# Burstner Squeaks



## Julius (Oct 15, 2009)

:?: 
We have a Burstner Quadro (or Ixeo664) and cannot seem to get rid of the squeaks from the drop down bed and the dining table. has anyone had similar problems and manged to fix them? The noise as we drive along is really tiresome.


----------



## PeteandMe (Sep 19, 2010)

A good look round for anywhere that looks like it's rubbing. Spray with silicon furniture polish.


----------



## Spacerunner (Mar 18, 2006)

We have a squeaky table in our Chausson.
Its a single folding leg and hooks onto the wall with a plastic strip fitting. I've tried emery cloth on the fitting and silicone spray but neither makes an iota of a difference. 
I am now looking at the option of converting to Fiamma's pedestal tube leg system.

I did drop the table onto its bed mode position and this stopped the squeaking almost completely. But can't be arsed to do that every time we want to move.


----------



## Mickyblueyes (May 26, 2010)

We have a 674 & know what you mean. 
WRT the drop down bed it's either the mechanisms on either wall that need lubricating or the lock catch (holding the bed up) on the wall doing it, we've had both. 

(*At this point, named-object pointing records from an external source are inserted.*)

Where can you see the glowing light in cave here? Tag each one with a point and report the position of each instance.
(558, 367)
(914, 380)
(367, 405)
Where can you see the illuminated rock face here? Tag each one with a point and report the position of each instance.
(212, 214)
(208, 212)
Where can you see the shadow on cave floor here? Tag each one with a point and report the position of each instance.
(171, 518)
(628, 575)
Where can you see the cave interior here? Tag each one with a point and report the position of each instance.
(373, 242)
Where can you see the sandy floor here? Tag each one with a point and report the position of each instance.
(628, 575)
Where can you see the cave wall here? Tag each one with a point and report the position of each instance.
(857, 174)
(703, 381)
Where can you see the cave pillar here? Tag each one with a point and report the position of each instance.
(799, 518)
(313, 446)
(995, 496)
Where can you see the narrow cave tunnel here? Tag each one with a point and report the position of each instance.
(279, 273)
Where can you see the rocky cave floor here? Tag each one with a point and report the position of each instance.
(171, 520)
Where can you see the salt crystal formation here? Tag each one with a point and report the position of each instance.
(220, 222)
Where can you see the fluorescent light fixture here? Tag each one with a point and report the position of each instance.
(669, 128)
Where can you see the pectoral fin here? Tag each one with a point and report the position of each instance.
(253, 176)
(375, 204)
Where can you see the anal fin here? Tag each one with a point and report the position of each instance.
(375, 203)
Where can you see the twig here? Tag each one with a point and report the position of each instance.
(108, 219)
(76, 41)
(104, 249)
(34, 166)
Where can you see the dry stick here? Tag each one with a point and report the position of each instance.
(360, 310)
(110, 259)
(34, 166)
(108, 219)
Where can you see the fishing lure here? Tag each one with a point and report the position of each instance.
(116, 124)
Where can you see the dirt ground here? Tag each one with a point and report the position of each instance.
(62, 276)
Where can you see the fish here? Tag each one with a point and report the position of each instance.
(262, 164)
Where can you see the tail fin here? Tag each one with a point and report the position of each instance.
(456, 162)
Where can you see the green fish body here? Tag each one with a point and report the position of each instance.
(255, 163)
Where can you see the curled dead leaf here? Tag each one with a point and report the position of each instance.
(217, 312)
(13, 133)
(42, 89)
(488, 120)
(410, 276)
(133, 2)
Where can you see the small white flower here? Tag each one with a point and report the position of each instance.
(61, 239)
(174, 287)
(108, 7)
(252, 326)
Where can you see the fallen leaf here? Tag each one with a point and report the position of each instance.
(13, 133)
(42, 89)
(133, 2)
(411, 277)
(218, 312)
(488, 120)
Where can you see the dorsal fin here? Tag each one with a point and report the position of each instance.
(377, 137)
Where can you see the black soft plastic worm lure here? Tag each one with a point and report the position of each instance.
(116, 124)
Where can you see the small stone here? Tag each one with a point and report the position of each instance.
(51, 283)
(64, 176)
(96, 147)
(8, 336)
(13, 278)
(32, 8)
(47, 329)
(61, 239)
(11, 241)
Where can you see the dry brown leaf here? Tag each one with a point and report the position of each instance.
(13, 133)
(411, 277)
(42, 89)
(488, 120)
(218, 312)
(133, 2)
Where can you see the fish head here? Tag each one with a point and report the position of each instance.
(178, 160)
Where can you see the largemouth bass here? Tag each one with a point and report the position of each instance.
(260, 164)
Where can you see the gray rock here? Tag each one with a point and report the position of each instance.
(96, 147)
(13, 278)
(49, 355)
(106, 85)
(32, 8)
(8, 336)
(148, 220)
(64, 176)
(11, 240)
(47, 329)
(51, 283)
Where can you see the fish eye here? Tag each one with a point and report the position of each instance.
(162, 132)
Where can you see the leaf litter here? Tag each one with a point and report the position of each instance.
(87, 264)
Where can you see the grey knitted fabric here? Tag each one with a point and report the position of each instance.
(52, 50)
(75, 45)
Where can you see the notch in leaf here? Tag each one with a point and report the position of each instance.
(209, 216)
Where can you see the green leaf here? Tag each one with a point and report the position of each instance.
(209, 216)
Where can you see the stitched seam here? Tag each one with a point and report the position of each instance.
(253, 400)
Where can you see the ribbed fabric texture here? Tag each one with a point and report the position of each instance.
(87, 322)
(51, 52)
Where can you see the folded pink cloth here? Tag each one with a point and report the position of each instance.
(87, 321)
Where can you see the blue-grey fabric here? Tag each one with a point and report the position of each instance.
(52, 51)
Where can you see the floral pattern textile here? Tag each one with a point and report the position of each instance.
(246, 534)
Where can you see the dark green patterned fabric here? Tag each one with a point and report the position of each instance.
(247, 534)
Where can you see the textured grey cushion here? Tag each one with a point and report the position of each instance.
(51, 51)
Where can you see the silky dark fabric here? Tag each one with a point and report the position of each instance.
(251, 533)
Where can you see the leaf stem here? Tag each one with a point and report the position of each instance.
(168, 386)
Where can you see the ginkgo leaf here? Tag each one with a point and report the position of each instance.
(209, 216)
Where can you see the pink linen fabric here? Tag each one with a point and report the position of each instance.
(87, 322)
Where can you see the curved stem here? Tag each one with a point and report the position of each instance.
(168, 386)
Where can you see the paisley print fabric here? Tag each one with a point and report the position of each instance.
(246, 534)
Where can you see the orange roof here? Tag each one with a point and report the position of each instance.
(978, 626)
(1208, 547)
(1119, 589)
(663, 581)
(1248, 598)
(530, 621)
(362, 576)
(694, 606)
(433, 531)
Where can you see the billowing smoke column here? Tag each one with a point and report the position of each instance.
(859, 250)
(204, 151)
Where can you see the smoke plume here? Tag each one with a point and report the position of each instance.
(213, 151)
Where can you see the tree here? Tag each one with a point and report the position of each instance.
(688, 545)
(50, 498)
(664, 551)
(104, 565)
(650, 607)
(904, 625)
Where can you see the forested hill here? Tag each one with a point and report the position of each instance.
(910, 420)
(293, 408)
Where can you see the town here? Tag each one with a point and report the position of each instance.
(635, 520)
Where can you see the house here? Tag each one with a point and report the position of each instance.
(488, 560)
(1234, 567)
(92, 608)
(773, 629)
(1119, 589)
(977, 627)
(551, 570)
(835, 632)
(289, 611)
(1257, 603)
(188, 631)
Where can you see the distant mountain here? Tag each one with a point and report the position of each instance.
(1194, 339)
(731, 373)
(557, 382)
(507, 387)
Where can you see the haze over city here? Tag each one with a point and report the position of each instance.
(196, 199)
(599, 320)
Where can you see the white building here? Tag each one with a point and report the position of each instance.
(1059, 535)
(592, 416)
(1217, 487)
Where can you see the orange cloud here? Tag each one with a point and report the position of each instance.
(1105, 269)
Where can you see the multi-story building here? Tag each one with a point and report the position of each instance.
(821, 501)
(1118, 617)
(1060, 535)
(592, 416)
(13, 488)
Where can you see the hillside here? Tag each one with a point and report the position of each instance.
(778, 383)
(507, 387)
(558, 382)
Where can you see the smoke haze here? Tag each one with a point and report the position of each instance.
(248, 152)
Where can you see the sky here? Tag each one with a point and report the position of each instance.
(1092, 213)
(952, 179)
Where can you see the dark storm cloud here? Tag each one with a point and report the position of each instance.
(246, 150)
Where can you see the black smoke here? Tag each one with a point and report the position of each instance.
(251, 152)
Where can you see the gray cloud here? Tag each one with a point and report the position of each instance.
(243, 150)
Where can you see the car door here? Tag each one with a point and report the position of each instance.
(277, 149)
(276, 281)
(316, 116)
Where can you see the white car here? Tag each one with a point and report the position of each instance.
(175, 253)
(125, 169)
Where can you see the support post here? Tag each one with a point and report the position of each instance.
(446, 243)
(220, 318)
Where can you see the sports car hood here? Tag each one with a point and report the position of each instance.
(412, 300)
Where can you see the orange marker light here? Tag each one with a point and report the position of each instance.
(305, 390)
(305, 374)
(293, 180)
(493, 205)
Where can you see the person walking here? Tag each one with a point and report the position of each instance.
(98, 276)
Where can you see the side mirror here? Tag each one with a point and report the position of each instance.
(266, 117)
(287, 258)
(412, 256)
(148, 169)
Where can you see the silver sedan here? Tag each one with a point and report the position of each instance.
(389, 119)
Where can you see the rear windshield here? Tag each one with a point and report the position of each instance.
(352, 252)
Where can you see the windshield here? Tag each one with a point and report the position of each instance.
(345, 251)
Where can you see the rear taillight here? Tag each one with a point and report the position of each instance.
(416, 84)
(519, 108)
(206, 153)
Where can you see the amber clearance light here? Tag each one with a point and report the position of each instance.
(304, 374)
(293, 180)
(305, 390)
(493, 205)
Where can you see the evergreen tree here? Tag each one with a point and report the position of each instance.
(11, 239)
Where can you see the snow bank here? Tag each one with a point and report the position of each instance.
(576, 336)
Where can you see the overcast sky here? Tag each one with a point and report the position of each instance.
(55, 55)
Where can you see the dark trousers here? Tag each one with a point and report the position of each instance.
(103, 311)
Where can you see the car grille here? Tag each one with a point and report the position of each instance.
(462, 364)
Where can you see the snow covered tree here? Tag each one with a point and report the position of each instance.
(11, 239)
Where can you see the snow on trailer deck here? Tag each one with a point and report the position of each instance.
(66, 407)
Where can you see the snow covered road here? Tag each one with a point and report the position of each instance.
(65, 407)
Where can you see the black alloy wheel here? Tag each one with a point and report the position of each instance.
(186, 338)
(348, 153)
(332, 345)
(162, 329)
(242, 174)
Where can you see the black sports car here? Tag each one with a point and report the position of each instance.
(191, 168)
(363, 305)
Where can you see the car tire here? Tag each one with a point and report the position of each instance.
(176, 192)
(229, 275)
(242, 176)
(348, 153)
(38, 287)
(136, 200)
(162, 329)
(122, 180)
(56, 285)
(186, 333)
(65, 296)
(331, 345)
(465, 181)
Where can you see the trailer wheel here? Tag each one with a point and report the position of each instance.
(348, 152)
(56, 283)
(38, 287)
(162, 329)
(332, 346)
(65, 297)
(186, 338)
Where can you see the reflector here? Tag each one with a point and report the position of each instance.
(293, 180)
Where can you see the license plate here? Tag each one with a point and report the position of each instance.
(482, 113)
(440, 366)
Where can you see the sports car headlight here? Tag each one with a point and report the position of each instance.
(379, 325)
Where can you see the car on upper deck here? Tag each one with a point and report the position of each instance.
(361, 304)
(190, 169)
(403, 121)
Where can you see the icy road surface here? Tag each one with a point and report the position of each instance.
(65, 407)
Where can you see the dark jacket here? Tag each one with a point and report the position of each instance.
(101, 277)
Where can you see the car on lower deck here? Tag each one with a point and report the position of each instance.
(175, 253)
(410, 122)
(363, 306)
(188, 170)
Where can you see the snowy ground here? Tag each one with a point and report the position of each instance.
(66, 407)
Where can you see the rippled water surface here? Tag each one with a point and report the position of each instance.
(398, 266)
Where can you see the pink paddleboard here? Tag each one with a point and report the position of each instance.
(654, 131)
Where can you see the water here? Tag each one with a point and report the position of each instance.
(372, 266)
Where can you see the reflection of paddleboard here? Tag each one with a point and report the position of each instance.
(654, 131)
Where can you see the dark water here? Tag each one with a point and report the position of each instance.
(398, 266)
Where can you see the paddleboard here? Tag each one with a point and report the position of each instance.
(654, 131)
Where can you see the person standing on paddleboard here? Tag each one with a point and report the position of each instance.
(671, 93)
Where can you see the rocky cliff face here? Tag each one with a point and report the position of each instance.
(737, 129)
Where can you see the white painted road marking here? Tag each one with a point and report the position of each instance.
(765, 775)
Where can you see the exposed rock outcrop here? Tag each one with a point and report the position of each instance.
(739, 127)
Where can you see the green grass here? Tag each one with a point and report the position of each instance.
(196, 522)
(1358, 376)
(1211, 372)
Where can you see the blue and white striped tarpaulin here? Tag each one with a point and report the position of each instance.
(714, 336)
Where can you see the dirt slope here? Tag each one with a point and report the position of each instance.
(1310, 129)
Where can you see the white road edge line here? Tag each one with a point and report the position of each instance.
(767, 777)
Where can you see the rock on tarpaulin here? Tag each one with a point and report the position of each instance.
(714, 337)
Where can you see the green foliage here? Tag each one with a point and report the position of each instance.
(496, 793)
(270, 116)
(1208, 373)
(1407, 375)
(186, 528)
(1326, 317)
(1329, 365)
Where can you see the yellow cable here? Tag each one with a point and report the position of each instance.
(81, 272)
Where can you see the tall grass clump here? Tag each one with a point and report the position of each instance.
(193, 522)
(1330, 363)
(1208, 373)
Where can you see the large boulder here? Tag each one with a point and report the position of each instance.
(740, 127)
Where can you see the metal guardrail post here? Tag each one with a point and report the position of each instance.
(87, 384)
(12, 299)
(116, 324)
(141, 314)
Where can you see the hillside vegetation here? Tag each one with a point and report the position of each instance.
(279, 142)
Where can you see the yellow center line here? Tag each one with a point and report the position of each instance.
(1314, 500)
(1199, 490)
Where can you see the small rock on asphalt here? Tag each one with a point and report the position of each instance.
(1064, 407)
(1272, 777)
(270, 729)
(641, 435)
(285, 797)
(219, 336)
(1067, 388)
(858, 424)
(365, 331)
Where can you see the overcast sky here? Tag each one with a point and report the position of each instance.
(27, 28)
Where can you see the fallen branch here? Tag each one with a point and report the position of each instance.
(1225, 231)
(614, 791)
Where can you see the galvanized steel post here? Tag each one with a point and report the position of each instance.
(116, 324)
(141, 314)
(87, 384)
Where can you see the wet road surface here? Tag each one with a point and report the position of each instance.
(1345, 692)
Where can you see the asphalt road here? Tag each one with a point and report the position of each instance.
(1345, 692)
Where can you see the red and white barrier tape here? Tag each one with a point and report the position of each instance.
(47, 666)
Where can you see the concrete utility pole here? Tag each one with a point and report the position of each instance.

The mechanism lubrication requires you to drop the bed, unclip the curtains that cover them, then you can lube the pivots etc. I'm currently undecided as to the best lube as tried a couple of things.

Our lock up catch is the old type block/peg on the wall above the door, which I stuck just the loop side of some HD Velcro on to cushion & allow the peg to slide/move quietly whilst driving.

Sorry can't help on the table front though.


----------



## JohnGun (May 15, 2009)

Julius, if yourtable is same as ours: one that sits on a runner attached to the wall with a red clip that shows where the pin is? If so then lift the table off by raising it until the red clip goes in then we put very small pieces of that non slip matting cut into half inch lengths at 2 or 3 places along the runner, then carefully lift the table back into place making sure the red pin is released to indicate the table is seated on the runner properly, we did this when ours rattled and it cured the problem


----------